Automated replenishment technology has the potential to lock in consumer loyalty, particularly with young families, as one-third of consumers with children under 16 would be interested in using a service that allowed them to set up automatic re-purchasing and delivery of everyday items such as tea/coffee when they run out.

Rachel Aldighieri, MD at the DMA, said: “Increased use of automated services gives brands more room to focus on building deeper, more emotional loyalty. But there will be challenges. Brands need to understand where new channels will be the most appropriate and effective in the short term, and which consumers will be best disposed to adopt them. The pace of technological change will continue to outstrip the legislation governing it, reinforcing the importance of self-regulation and evolving effective best practice in the data and marketing industry.”

Sam Madden, Commercial Director at Wiraya, said: “Using Artificial Intelligence (AI) and other emerging technology through relevant channels relies on a greater understanding of consumers and preferences in order to provide a more human approach. This will, in turn, enable greater trust and transparency to be communicated in a world where engagement is increasingly digital first. AI in particular will be key in offering businesses this human approach while scaling across a large customer base and businesses should see the challenge of incorporating this technology into their business as a huge opportunity too.”

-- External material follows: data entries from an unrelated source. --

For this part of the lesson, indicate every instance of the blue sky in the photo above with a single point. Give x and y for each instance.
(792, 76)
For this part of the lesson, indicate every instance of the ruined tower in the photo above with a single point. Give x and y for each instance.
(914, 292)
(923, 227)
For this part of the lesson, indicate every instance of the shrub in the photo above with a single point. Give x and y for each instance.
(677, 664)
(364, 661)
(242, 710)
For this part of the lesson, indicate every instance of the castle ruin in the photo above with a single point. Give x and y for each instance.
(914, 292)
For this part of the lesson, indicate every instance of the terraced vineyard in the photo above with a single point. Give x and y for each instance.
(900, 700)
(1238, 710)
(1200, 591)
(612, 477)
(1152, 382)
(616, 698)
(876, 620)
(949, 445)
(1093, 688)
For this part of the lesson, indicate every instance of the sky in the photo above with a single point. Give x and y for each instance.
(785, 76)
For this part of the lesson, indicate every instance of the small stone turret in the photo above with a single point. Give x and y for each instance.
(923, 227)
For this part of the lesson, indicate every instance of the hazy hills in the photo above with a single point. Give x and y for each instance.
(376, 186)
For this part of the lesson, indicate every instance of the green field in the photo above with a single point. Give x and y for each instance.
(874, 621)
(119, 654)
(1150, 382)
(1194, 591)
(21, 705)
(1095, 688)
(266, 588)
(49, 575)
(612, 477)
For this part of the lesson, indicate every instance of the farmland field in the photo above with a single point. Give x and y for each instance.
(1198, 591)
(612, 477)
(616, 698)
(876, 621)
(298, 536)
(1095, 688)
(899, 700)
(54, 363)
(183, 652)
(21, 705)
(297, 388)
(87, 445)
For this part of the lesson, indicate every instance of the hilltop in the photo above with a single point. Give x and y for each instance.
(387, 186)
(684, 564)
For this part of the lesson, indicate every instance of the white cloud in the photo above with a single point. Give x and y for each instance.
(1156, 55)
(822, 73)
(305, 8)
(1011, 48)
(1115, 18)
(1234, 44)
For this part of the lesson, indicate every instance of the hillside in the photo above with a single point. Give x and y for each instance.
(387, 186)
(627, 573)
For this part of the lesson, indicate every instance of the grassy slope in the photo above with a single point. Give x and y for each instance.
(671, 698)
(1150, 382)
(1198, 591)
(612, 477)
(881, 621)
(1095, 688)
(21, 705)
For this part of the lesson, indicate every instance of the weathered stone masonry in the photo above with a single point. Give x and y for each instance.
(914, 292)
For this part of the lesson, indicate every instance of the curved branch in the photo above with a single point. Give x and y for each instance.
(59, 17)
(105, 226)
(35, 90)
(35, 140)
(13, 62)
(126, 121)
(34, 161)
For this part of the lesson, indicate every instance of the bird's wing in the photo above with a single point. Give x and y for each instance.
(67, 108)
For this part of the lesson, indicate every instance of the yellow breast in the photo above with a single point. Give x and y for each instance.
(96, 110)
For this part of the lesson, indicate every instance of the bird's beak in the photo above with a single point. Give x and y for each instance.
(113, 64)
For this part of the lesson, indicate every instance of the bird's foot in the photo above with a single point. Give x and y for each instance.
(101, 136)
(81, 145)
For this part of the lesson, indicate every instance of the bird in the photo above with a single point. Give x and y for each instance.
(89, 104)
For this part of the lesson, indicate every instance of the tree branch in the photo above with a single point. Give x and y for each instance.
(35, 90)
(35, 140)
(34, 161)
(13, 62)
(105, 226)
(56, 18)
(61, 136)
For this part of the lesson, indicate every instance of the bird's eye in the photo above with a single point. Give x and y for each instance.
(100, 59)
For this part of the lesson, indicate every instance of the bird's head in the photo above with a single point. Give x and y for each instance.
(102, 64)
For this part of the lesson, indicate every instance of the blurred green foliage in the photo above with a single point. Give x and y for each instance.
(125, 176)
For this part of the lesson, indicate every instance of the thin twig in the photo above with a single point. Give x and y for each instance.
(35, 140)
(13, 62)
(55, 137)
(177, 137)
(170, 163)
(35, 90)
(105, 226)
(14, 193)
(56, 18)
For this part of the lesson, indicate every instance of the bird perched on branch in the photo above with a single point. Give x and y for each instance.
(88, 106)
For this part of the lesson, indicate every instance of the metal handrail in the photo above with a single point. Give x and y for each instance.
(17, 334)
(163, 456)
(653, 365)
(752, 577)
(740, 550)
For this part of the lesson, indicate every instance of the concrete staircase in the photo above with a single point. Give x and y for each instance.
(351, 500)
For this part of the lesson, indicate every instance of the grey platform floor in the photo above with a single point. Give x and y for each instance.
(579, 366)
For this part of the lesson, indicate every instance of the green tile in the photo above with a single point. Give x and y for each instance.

Stephanie D’Sa, Head of Strategy & Insights at Epsilon, said: “The customer experience in 2017 has changed in ways that would have been unimaginable just a few years ago. Engagement plays an integral role in shaping loyalty today, which is only set to continue. People now have a growing expectation for personalised, relevant and consistent experiences with brands across all channels. They are still shopping in-store and online, and are increasing their buying frequency across the newest channel mobile; expecting value and loyalty at their fingertips. Brands can create entrenchment by leveraging real-time intelligence to unlock an exciting variety of instant rewards and recognition that’s consistently matched with positive customer experiences. The cost allocation between channel usage and go-to market strategy is crucial in achieving an ideal return on investment.”